Venom To Cure Disease


A European program has been researching how the pharmaceutical industry could use the peptides found in venomous creatures for new therapeutic medicines.

PARIS — Nicolas Gilles points to a dozen metal boxes in a refrigerator, all filled with preserved samples of animal toxins, mini proteins that are among the most dangerous substances found in Mother Nature — secretions made to paralyze, suffocate or kill. The refrigerator contains more than 4,000 from 201 venomous species: snakes, spiders and cone snails, among them.

This researcher at the Atomic Energy and Alternative Energies Commission outside Paris coordinates a European project called Venomics, which has been studying therapeutic uses of animal venom. Launched four years ago, the project ended a few weeks ago with a closing conference designed for the media at the French National Museum of Natural History in Paris. It was an opportunity for participants from all over Europe to make assessments about their activities and talk about leads for the future.

The idea of creating drugs made from animal substances that are designed to attack prey or protect against an enemy isn’t new. “To produce their neurotoxic, cardiotoxic or hemotoxic effects, venoms affect specific cells of living organisms through peptides,” Gilles explains. Some of these mini proteins are capable of fixing themselves to the sensory neurons and ion channels of cells, to change their functions or block their production.

And that’s precisely how the pharmaceutical industry could use these proteins: to produce new, more precise treatments with fewer side effects and to treat pains or illnesses such as diabetes, cancer or cardiovascular diseases.

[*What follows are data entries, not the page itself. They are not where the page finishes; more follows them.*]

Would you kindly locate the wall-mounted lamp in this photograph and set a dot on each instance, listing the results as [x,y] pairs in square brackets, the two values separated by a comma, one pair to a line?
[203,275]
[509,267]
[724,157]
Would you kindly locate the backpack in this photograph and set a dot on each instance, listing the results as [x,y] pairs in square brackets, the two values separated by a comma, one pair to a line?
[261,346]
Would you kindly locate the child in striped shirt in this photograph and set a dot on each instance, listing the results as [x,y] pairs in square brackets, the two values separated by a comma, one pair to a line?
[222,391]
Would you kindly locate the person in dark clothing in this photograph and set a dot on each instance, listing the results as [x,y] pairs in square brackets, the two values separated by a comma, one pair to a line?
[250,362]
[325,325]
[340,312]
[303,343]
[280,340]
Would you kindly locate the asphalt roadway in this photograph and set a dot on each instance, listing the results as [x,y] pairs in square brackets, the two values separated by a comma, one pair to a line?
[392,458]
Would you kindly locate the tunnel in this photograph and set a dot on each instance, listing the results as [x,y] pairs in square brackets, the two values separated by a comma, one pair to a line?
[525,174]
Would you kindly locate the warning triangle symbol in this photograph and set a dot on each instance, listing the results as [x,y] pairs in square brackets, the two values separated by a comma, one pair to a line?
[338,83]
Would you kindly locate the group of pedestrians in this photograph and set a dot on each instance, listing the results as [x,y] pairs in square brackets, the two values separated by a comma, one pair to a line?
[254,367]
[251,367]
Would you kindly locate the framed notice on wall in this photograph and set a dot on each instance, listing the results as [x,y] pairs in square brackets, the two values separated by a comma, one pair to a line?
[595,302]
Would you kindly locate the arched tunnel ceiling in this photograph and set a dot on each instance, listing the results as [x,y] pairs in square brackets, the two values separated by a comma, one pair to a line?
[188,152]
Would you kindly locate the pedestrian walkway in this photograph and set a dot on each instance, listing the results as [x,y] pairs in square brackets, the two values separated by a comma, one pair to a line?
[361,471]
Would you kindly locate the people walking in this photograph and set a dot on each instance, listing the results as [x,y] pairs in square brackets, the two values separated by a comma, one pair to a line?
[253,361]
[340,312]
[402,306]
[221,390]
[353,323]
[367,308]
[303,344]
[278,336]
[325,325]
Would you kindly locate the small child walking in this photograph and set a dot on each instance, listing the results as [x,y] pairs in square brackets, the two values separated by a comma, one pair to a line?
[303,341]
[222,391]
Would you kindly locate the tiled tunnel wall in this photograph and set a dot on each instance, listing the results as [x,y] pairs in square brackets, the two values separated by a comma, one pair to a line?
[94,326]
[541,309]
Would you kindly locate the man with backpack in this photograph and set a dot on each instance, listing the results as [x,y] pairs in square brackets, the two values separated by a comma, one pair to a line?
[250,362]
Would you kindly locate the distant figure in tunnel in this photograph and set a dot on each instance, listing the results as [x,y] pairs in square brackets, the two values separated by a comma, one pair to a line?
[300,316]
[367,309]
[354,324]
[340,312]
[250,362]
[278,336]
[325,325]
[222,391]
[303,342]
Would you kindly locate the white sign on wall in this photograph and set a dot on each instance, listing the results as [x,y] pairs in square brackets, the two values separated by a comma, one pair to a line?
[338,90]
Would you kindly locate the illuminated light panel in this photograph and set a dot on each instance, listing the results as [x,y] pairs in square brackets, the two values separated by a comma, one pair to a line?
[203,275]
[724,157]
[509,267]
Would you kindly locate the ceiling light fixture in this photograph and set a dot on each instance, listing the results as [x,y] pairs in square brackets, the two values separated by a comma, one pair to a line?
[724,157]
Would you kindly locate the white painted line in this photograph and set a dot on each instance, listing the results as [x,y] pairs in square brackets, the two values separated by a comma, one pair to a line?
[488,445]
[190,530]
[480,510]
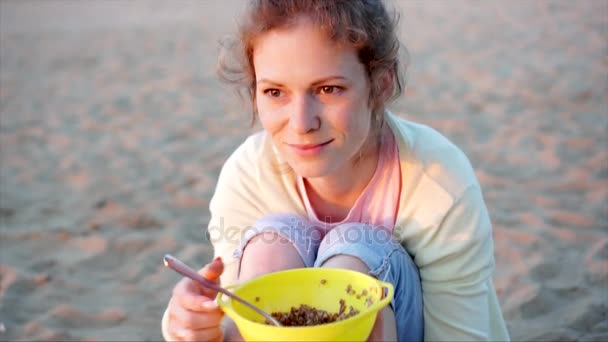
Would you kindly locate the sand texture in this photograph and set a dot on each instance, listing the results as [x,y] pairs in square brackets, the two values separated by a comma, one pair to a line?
[114,126]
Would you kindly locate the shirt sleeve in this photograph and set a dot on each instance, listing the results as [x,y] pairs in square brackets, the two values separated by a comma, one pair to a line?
[457,286]
[234,209]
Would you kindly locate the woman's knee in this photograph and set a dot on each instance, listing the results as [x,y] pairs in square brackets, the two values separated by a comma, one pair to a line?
[268,252]
[275,242]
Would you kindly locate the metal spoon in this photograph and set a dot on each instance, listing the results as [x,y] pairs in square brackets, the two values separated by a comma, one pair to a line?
[185,270]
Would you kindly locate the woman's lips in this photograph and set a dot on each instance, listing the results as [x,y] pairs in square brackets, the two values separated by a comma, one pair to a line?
[307,150]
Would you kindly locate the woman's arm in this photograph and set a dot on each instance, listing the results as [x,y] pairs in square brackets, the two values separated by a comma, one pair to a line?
[459,299]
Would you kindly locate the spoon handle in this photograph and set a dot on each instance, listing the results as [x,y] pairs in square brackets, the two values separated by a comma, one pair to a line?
[185,270]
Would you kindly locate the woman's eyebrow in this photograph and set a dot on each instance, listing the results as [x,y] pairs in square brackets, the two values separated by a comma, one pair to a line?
[317,82]
[330,78]
[265,80]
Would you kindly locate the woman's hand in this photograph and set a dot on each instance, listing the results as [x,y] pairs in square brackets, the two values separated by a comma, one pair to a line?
[193,314]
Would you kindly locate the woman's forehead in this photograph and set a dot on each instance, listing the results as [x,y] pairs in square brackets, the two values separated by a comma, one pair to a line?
[305,51]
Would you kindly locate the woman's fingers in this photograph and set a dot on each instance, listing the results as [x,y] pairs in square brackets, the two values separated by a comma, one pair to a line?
[194,320]
[213,270]
[188,294]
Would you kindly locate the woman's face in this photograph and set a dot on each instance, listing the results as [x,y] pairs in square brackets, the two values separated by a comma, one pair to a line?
[312,98]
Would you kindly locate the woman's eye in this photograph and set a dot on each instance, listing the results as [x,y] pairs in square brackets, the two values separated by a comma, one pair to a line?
[328,89]
[273,92]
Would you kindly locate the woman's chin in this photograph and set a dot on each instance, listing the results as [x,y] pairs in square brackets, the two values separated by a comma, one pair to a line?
[310,170]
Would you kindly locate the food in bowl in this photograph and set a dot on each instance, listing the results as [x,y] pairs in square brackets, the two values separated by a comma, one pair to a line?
[306,315]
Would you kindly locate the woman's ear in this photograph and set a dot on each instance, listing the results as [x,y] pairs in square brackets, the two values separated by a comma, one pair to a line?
[387,83]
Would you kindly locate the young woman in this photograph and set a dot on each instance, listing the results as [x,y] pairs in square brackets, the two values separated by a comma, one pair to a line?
[335,180]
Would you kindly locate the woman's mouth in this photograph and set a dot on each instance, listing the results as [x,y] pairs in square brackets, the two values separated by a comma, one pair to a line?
[308,150]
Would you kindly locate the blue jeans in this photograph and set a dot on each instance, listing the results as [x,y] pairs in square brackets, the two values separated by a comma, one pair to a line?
[383,255]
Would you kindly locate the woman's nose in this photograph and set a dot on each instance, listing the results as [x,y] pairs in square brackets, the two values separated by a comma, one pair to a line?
[304,116]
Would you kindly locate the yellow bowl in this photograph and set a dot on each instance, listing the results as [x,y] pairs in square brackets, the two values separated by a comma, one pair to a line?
[321,288]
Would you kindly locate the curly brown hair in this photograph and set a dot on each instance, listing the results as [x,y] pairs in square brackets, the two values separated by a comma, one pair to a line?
[366,25]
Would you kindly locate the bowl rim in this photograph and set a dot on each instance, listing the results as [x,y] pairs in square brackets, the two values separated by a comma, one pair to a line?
[387,297]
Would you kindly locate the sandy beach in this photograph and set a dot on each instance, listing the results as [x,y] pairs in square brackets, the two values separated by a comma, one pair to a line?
[114,126]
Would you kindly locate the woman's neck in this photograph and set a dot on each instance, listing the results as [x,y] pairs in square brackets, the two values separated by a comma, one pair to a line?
[333,196]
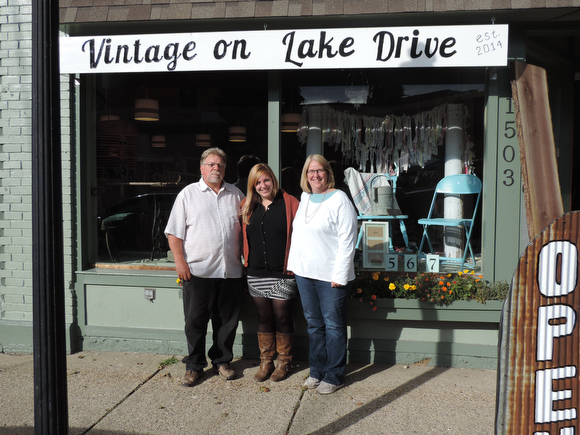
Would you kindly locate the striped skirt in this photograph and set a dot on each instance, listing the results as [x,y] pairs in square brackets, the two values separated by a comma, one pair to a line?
[272,288]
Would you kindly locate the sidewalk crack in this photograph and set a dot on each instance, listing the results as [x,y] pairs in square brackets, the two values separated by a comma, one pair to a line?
[122,401]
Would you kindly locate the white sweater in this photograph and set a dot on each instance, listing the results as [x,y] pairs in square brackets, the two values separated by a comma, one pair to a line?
[324,247]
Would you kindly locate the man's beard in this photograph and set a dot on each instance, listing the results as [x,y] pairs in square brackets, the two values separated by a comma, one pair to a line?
[214,177]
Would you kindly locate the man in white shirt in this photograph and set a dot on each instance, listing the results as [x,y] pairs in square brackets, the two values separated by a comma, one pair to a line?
[204,234]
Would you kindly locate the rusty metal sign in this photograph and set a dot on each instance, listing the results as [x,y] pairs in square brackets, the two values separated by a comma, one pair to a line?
[538,378]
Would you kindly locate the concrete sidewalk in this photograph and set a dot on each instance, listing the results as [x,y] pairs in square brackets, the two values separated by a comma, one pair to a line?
[128,393]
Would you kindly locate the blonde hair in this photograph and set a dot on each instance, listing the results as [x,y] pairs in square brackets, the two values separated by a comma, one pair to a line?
[325,165]
[253,198]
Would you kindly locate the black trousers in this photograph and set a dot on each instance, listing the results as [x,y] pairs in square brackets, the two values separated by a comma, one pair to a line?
[218,300]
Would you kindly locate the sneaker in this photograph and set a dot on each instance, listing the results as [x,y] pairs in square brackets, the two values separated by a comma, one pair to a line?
[225,371]
[326,388]
[191,377]
[311,382]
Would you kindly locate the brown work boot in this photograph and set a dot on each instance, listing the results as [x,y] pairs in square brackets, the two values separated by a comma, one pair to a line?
[225,371]
[267,345]
[191,377]
[284,344]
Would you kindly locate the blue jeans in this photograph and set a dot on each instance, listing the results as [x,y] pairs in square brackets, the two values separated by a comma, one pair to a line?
[325,313]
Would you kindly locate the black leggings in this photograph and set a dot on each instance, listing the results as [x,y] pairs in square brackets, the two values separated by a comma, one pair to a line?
[274,315]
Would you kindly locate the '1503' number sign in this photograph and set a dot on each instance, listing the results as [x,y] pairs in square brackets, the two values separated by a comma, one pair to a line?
[538,379]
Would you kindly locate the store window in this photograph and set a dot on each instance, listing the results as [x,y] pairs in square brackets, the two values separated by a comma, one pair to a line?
[141,164]
[391,121]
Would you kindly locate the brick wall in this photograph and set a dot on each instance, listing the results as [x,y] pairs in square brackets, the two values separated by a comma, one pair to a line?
[16,174]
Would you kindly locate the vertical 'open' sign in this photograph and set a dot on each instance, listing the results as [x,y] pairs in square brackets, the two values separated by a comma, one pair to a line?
[539,358]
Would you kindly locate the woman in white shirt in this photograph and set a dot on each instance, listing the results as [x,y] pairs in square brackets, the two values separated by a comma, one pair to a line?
[321,257]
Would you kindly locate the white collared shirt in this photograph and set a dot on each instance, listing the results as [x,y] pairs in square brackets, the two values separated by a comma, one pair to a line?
[209,225]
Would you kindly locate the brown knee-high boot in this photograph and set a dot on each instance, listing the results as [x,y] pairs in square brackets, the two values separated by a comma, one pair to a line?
[284,344]
[267,345]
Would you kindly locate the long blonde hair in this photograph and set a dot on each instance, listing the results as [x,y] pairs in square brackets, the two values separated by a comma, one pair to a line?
[253,198]
[325,165]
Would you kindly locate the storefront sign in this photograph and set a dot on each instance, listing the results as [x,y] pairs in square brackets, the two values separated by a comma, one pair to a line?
[389,47]
[538,379]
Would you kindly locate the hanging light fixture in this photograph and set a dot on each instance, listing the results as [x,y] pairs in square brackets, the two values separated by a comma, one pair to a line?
[203,140]
[237,134]
[109,118]
[289,122]
[158,141]
[146,109]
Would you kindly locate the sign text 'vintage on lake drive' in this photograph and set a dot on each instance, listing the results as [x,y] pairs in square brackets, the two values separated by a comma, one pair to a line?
[389,47]
[538,379]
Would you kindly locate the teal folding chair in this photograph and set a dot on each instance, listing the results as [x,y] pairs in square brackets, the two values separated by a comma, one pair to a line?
[461,184]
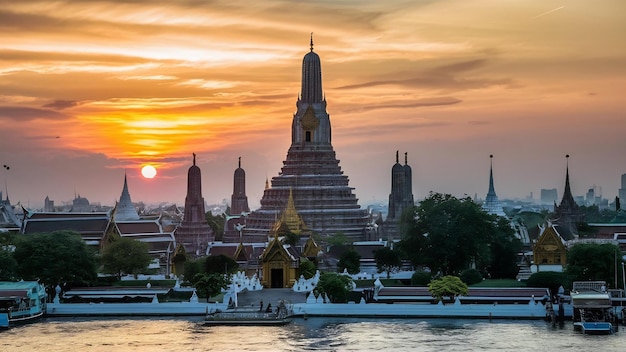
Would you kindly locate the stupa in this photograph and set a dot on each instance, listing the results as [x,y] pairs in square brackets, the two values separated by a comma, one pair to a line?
[311,172]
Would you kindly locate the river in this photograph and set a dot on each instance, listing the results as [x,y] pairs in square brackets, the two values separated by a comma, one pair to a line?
[314,334]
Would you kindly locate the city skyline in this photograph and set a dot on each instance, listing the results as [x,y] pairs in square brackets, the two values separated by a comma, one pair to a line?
[94,90]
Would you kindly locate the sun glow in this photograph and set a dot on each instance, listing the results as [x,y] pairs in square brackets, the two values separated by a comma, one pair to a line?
[148,171]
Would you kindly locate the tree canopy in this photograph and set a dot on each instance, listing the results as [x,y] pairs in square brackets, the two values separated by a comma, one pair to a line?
[349,260]
[210,285]
[387,260]
[125,256]
[448,235]
[55,257]
[447,286]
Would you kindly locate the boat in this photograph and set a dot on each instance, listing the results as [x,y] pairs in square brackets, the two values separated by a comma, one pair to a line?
[249,316]
[592,308]
[21,302]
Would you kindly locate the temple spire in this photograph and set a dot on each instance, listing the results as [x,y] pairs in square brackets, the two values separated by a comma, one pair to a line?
[492,190]
[567,194]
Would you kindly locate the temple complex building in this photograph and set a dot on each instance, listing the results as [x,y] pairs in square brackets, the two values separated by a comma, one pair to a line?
[124,209]
[492,204]
[194,233]
[401,196]
[149,229]
[311,172]
[567,214]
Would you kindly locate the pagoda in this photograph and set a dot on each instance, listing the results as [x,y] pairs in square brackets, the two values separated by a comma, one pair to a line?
[311,172]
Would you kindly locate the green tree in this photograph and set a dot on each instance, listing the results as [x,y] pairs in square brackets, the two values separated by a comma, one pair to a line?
[350,260]
[291,238]
[456,233]
[307,268]
[335,286]
[591,261]
[447,286]
[209,285]
[125,256]
[193,267]
[387,260]
[55,257]
[220,264]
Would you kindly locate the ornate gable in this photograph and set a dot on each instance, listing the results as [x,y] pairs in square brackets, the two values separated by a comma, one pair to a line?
[549,248]
[311,249]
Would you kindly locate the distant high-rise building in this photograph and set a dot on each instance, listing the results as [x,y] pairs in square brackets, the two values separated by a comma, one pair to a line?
[492,204]
[548,196]
[194,233]
[590,197]
[80,204]
[311,172]
[401,196]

Of course, because of the high production costs, the complexity of the manufacturing processes and the immune problems that they pose, peptide drugs are still rare on the market. In 2010, there were barely 60, and only five of them came from animals. But Gilles says that using biotechnologies “could change the situation.” Especially when it seems worthwhile. Extracted from the saliva of a Mexican lizard called the Gila monster, Byetta is prescribed to treat type 2 diabetes and is among the pharmaceutical industry’s best sellers, with sales of more than $1 billion.

Extracting venom from a snake
Extracting venom from a snake

The objective of Venomics was to advance the research on these animal toxins, and to sequence the peptides contained in the venoms of 201 different types of animals, then produce them individually. The aim was to build a library of samples that a pharmaceutical manufacturer could test.

Raw material

Different kinds of Myriapoda
Different kinds of Myriapoda

But first the researchers had to obtain the raw material for their studies: venoms and venom glands from a wide variety of animals, some of them exotic and not exactly docile. “Two expeditions in French Guiana, another in Mayotte and a final one in French Polynesia were dedicated to the gathering of insects, myriapoda, cone snails and terebridae mollusks,” says Gilles’ colleague Frédéric Ducancel, who personally dove in the Polynesian Makemo atoll, a lagoon surrounded by coral reefs, to collect samples.

Makemo Atoll coast
Makemo Atoll coastline

“The rest — snakes, scorpions, spiders, lizards, bees, centipedes, ants, sea anemones, stonefish and rays — were supplied by amateur breeders, and by Alphabiotoxine, a specialized company based in Belgium.”

The team then began analyzing the material using highly complex techniques. From this 25,000-peptide bank, 4,000 were then synthesized through chemical methods, or even, says Renaud Vincentelli from the University of Aix-Marseille, “by using refolded expression processes that consisted of producing them through bacteria.”

Finally, even though this wasn’t the primary objective of Venomics, biologists managed to establish that about 30 of these mini-proteins resembled cellular sensors and could likely interest the pharmaceutical industry.

“We could imagine setting up a new European project dedicated to the scientific exploit of this data in order to understand, for instance, why individuals within the same species of cone snails present different venoms according to their level of development or the region they’re in,” Gilles explains. “It could also aim to enlarge the toxin bank in order to make it attractive to the pharmaceutical industry market.”